Classic Computer Magazine Archive COMPUTE! ISSUE 133 / SEPTEMBER 1991 / PAGE 131

ABC Flowcharter. (flow chart program) (evaluation)
by Kevin Reichard

I've never liked flow charts and never thought I would. Roykore's ABC Flowcharter, however, has changed my mind. Drawing upon Microsoft Windows' advanced graphics capabilities, the attractive and flexible ABC Flowcharter receives high marks for functionality.

Programmers use flow charts to chart out a program before writing a single line of code. A visual representation of a program, flow charts depict certain actions with different shapes; a call for user input might appear in the form of a blue circular box, while a message written to the screen may be placed in a rectangular red box. Lines denote relationships between the shapes, and text within a shape further explains that shape's function.

If you find traditional outliners too confining, ABC Flowcharter provides a graphical approach to structuring information; you just move shapes around with your mouse naturally and easily. Programmers will find that this program has the power to accommodate today's complex software design--a single chart can hold over 32,000 shapes. Office managers can use ABC Flowcharter to map office procedures; because it's essentially a minihypertext system, ABC Flowcharter could assist in creating training exercises.

Say you want to create a simple training exercise. You create a series of shapes signifying the various steps needed to perform a task, along with lines denoting the logical procedure. Highlighted by red shapes, important tasks stand out; explanatory notes, denoted by blue shapes, don't clamor for attention but wait in the wings. (Since ABC Flowcharter ships with 30 different shapes built in, you shouldn't run out soon.)

But wait--you realize that the user could take an entirely different course of action, and you don't want to clutter up your main chart with the new branch. No problem: Because ABC Flowcharter offers a three-dimensional effect, you can link the main chart with a subchart. You can uncover any shape linked to another shape with a simple click of the mouse button. Subcharts can link to subcharts, and thanks to a command that shows every aspect of your flow chart, you'll never lose track of your logic.
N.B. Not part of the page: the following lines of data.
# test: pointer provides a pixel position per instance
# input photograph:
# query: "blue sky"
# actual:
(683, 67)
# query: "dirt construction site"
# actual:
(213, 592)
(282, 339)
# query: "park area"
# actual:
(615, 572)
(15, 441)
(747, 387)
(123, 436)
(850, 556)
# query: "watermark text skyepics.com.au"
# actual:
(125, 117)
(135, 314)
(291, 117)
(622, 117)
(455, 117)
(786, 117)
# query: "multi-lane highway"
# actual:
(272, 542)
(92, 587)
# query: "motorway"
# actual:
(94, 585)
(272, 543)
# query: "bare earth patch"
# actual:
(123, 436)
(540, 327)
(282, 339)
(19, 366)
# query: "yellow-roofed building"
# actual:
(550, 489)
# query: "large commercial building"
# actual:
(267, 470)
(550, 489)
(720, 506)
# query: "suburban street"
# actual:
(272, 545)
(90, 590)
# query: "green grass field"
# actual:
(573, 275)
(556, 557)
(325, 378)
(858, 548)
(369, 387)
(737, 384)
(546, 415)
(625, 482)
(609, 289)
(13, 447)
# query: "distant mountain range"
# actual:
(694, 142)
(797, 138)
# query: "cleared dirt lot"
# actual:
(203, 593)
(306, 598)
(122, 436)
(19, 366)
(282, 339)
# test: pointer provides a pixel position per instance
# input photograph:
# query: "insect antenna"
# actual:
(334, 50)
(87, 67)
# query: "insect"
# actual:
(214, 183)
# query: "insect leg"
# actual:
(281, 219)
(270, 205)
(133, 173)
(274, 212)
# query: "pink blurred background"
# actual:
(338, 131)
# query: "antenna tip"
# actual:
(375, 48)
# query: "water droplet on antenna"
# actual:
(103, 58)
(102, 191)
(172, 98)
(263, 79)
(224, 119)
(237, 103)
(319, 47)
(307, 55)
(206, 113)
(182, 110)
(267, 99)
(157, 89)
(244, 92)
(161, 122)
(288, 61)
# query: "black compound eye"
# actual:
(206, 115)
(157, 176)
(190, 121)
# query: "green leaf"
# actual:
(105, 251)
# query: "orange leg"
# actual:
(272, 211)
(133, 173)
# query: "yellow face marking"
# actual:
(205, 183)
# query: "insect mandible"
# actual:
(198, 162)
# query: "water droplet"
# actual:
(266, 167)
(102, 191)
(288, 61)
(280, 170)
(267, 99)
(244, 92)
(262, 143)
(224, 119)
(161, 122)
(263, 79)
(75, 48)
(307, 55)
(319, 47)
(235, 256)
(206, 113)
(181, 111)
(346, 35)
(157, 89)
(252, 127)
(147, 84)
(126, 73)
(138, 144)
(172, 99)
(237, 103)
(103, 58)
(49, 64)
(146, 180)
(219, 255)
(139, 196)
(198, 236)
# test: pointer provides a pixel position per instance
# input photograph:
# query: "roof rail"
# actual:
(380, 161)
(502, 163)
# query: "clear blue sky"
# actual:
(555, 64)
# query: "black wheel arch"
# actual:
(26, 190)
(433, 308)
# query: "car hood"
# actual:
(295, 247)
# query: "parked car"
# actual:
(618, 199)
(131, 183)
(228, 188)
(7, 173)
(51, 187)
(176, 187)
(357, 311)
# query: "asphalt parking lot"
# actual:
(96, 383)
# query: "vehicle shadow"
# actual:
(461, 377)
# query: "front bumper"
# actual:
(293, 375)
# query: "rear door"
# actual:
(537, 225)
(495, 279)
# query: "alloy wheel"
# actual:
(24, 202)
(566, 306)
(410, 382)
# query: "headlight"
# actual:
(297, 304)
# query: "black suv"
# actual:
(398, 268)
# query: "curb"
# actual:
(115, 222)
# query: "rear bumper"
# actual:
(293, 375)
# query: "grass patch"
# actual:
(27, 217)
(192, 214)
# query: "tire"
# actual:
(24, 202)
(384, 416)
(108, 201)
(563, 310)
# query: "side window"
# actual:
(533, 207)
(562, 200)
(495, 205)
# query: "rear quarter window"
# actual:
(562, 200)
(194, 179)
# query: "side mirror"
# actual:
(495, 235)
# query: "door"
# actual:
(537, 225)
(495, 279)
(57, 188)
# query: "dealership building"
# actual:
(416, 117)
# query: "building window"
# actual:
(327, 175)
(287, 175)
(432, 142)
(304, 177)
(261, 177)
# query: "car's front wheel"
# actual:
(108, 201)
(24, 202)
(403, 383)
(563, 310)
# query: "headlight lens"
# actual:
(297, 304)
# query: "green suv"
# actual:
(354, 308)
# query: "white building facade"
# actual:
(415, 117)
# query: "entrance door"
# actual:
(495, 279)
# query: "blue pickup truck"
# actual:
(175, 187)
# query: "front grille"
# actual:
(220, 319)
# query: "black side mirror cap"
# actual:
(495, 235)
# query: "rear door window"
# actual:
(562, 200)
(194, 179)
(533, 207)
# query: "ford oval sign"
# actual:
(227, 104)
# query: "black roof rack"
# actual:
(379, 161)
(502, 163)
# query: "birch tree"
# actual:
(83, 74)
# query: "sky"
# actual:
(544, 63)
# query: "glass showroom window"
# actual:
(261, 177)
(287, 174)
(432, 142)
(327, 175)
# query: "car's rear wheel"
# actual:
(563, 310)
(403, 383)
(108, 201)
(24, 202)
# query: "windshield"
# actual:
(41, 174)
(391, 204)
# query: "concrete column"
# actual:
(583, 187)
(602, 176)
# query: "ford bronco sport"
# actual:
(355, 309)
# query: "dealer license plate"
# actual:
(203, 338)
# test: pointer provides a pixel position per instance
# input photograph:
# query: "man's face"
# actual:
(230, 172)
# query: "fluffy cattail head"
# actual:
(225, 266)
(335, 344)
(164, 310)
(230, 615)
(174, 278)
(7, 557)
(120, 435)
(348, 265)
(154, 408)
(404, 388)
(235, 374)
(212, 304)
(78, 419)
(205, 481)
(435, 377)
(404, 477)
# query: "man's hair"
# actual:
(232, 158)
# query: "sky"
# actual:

However, a few inconveniences and inconsistencies in ABC Flowcharter will drive you to distraction, especially if you work exclusively within the Windows environment. Written for earlier versions of the program, the manual doesn't reflect the changes made for Windows 3.0. The failure to place the Close command under the File menu may have been technically correct, but its omission still annoys the end user.

Otherwise well presented, ABC Flowcharter should serve the needs of virtually any computer user. Flow charts can prove more useful than you might expect, and if you need to create lots of them, you'll want to use ABC Flowcharter.